For some time now, I have practiced establishing my own boundaries so that I can be off work at certain times or not think about the family organization eventually. My team back in my corporate job used to know the hours when I was only reachable for urgencies, because I’d have dinner and bring my kids to bed before getting back to my e-mails later in the evening.
Working from home, this was even more essential, because otherwise I would always be juggling between house and work and kids – which can be great at times, and really unproductive and unsatisfactory on the long run. It’s not always that easy to stick to my plans for the days and if I don’t , I try at least to stay conscious about why I change. For one, I’m really good at optimizing time, not planning for any unforeseen event that could disturb me and then, I sometimes overestimate my capacity to stay focussed.

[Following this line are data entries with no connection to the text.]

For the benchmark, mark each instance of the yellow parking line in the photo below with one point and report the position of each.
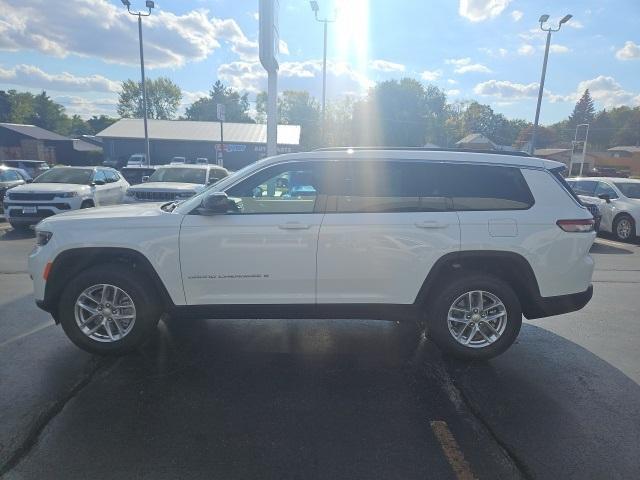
(26, 334)
(450, 447)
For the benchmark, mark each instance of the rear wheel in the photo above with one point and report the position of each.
(105, 310)
(624, 228)
(477, 316)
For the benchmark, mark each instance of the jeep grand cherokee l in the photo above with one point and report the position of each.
(463, 243)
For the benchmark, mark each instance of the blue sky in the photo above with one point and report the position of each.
(489, 50)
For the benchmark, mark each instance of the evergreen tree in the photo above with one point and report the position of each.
(584, 111)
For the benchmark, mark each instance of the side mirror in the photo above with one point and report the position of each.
(216, 203)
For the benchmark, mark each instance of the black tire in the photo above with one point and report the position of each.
(437, 314)
(133, 283)
(617, 223)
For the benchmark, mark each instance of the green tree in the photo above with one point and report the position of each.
(236, 105)
(163, 99)
(583, 112)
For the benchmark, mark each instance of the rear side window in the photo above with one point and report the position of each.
(486, 187)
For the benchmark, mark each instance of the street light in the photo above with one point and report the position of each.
(315, 7)
(149, 4)
(543, 19)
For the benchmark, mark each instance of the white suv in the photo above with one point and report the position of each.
(618, 200)
(464, 243)
(62, 189)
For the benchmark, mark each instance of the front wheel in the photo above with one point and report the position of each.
(475, 317)
(106, 310)
(624, 228)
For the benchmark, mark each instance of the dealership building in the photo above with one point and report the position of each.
(244, 143)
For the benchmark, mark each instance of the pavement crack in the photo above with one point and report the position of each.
(45, 417)
(459, 397)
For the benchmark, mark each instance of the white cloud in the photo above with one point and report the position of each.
(104, 30)
(386, 66)
(608, 92)
(251, 77)
(526, 50)
(630, 51)
(33, 77)
(480, 10)
(505, 89)
(464, 65)
(430, 75)
(283, 48)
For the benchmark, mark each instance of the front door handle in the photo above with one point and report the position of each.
(294, 226)
(431, 224)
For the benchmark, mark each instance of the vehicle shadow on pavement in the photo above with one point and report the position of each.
(562, 411)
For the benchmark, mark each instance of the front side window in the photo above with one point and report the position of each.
(605, 189)
(76, 176)
(585, 187)
(628, 189)
(287, 188)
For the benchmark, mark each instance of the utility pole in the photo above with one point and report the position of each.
(149, 4)
(543, 19)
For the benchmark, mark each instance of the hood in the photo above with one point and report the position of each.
(49, 187)
(119, 212)
(166, 187)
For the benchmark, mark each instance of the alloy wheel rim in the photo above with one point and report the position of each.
(624, 228)
(477, 319)
(105, 313)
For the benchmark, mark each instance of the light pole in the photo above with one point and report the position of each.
(543, 20)
(315, 7)
(149, 4)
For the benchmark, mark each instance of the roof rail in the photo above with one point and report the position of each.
(424, 149)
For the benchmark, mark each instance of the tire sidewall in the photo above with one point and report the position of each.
(615, 228)
(147, 313)
(438, 313)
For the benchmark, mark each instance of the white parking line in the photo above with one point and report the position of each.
(26, 334)
(450, 447)
(612, 243)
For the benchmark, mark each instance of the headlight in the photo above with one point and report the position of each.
(185, 194)
(42, 237)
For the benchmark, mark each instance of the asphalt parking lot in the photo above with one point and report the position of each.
(323, 399)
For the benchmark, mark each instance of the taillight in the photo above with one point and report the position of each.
(577, 225)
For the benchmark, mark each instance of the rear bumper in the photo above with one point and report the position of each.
(549, 306)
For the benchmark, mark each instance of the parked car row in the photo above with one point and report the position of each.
(618, 200)
(64, 189)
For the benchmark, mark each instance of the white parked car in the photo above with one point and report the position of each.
(175, 182)
(464, 243)
(62, 189)
(618, 200)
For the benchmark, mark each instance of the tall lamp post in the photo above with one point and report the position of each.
(543, 20)
(149, 4)
(315, 7)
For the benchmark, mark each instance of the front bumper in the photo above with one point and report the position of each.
(549, 306)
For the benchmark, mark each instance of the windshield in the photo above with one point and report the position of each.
(77, 176)
(628, 189)
(180, 175)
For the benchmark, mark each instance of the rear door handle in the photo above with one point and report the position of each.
(294, 226)
(431, 224)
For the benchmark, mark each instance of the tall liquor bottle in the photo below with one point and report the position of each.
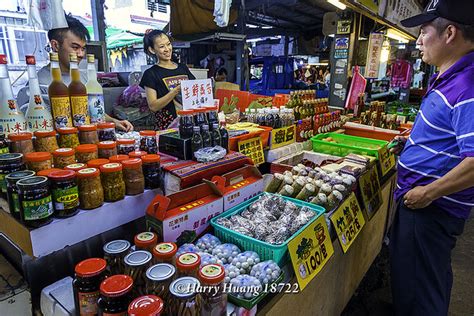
(59, 95)
(38, 116)
(78, 94)
(95, 93)
(11, 118)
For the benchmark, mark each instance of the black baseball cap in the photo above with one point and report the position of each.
(460, 11)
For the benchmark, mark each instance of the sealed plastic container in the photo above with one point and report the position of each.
(38, 161)
(91, 194)
(89, 274)
(133, 176)
(112, 182)
(68, 137)
(46, 141)
(63, 157)
(86, 152)
(107, 149)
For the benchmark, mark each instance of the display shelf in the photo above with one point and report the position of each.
(69, 231)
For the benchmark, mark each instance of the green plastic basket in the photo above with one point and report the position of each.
(266, 251)
(347, 145)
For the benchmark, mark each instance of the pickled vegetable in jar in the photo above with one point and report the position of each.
(112, 182)
(136, 265)
(151, 171)
(96, 163)
(115, 295)
(63, 157)
(65, 193)
(125, 146)
(91, 194)
(214, 302)
(12, 190)
(133, 176)
(46, 141)
(165, 253)
(88, 134)
(147, 305)
(21, 142)
(158, 280)
(9, 163)
(106, 131)
(38, 161)
(148, 142)
(107, 149)
(86, 152)
(184, 300)
(145, 241)
(188, 264)
(89, 274)
(35, 201)
(68, 137)
(114, 253)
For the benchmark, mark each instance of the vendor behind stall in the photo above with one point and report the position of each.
(162, 80)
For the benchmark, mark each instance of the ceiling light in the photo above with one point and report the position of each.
(338, 4)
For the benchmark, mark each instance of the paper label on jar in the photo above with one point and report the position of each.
(79, 110)
(61, 108)
(65, 199)
(38, 209)
(96, 108)
(88, 303)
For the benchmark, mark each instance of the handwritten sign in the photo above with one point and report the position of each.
(253, 149)
(370, 188)
(310, 251)
(196, 93)
(348, 221)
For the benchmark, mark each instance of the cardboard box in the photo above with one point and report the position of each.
(184, 215)
(238, 186)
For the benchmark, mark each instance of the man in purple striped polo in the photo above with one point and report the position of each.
(435, 184)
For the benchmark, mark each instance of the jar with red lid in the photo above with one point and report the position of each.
(86, 152)
(165, 252)
(214, 302)
(38, 161)
(148, 142)
(147, 305)
(125, 146)
(21, 142)
(106, 131)
(145, 241)
(133, 176)
(91, 194)
(63, 157)
(112, 182)
(115, 295)
(107, 149)
(65, 192)
(89, 274)
(88, 134)
(188, 264)
(46, 141)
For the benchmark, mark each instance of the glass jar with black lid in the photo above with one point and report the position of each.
(12, 190)
(89, 274)
(115, 295)
(9, 163)
(35, 201)
(65, 193)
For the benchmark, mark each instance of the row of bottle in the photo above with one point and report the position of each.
(76, 104)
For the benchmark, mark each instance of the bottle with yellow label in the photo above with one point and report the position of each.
(59, 95)
(78, 94)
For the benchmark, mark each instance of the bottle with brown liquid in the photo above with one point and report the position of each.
(59, 95)
(78, 94)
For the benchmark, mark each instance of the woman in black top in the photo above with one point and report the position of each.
(162, 80)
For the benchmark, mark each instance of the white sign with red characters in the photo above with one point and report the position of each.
(197, 93)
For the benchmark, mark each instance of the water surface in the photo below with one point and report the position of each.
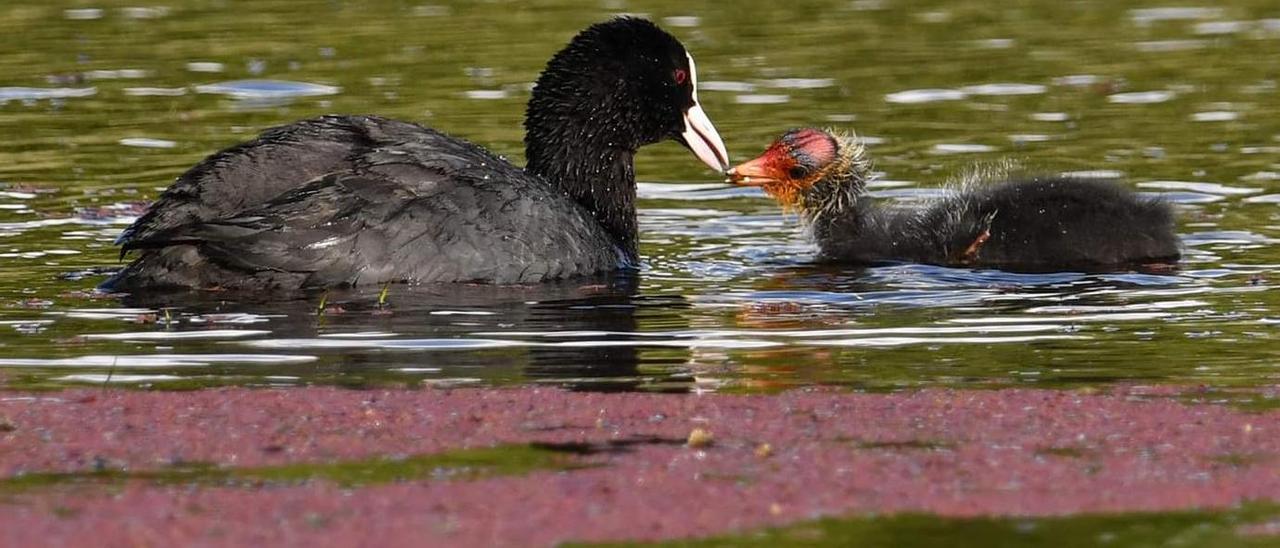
(103, 104)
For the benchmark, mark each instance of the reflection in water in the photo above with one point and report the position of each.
(1182, 100)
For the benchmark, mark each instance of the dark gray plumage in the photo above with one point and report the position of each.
(360, 200)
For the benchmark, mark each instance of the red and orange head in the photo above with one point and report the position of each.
(799, 160)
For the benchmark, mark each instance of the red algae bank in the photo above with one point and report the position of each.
(284, 466)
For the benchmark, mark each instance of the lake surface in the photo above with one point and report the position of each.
(103, 104)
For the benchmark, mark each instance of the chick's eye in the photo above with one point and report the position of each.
(680, 76)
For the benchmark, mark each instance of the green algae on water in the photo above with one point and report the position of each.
(1219, 529)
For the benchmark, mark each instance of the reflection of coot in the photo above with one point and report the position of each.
(421, 314)
(362, 200)
(1046, 223)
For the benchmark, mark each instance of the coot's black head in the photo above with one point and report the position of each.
(805, 168)
(624, 83)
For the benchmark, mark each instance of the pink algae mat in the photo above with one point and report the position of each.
(766, 460)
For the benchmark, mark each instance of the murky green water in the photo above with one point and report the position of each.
(1180, 97)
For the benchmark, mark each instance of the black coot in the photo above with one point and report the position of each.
(1031, 224)
(360, 200)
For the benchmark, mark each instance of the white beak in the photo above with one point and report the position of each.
(700, 137)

But, even on days when I got done what I intended to do, I felt not really « there », for example when I picked up the kids or sat down for dinner with my husband. I felt lost in transition, as if I had kept a backdoor to my work open in my mind that pulled me back.

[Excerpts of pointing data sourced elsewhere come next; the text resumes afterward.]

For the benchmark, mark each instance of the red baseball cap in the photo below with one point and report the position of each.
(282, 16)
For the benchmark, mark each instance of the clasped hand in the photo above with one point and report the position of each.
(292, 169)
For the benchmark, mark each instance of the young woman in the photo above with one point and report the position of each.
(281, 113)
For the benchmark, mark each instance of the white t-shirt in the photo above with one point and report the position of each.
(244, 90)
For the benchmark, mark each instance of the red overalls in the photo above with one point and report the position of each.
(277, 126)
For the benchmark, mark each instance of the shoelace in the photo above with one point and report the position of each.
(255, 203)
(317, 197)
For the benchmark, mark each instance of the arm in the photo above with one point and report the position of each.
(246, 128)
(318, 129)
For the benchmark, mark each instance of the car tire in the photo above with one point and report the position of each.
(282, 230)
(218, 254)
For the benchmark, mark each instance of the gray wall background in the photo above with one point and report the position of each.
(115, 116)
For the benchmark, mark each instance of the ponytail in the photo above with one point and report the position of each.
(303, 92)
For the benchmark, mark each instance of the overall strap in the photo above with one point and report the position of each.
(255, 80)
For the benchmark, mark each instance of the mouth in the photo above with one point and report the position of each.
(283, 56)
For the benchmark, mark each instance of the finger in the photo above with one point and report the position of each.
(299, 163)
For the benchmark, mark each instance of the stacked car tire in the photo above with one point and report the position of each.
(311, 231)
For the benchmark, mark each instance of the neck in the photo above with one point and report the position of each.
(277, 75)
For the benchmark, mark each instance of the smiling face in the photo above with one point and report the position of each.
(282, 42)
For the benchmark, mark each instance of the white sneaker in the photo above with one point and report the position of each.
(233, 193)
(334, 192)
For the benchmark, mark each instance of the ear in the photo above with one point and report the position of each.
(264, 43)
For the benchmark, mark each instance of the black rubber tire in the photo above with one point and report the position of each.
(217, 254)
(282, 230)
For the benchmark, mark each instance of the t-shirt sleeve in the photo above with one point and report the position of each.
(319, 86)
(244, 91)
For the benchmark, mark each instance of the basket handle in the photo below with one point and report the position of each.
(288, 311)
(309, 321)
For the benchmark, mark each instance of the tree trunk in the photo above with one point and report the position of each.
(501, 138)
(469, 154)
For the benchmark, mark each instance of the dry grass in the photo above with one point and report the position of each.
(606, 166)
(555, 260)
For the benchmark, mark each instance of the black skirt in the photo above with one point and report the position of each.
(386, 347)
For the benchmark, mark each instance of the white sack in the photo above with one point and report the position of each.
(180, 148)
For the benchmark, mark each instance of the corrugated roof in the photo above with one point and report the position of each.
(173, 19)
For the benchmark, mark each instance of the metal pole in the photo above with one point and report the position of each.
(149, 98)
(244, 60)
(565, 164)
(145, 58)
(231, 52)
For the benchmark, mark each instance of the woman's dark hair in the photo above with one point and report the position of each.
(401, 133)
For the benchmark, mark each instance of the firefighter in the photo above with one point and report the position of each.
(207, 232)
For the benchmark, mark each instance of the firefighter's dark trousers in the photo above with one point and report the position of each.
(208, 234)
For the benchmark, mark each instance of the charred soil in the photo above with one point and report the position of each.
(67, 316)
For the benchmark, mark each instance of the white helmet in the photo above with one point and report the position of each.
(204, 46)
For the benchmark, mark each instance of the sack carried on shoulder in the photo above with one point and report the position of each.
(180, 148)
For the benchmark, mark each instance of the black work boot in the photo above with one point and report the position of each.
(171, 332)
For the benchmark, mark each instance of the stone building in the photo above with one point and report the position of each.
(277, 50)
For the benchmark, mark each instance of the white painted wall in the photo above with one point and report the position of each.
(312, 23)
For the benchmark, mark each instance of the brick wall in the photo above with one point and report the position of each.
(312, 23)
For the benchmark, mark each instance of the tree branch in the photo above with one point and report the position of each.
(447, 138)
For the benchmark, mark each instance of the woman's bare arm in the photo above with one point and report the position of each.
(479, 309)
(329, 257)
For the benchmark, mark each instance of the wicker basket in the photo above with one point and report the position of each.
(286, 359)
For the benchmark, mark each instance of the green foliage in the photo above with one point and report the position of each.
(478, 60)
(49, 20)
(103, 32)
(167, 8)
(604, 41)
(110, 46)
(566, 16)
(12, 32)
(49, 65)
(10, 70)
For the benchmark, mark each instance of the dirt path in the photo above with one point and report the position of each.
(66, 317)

The right hint came quite unexpectedly this summer in an exploration of where my energy gets lost. As Integral Coaches, we learn to make transition moves in a conversation as we go from one section to the next so our clients know where we are and what we do. It had never occurred to me how helpful those transition moves can be for me as I move through the day from one activity to another.
These moves can be really small and have a huge effect. Rather than rushing into Kindergarten with my phone checking e-mails a last time, before I pick up the kids, I now take a few breaths and think about how I’m going to spend the next few hours with my kids. Same, when the « get to school » rush is over and I am back home, rather than cleaning up mindlessly and wasting the precious morning focus, I turn on some music and set my intention for the day.
Since I started transition moving, I feel less « neither here nor there » and I think it also has an impact on how we all interact when we are together. It feels good to have found such an easy hack for moving through my days more elegantly.
Do you want to practice transition moves, too? As you go through your day, notice when you change from one activity or environment to another. The easiest move is to pause for a few breaths, consciously stop one thing and start another one. For tougher transitions, experiment what helps you: movement, music, a cup of coffee.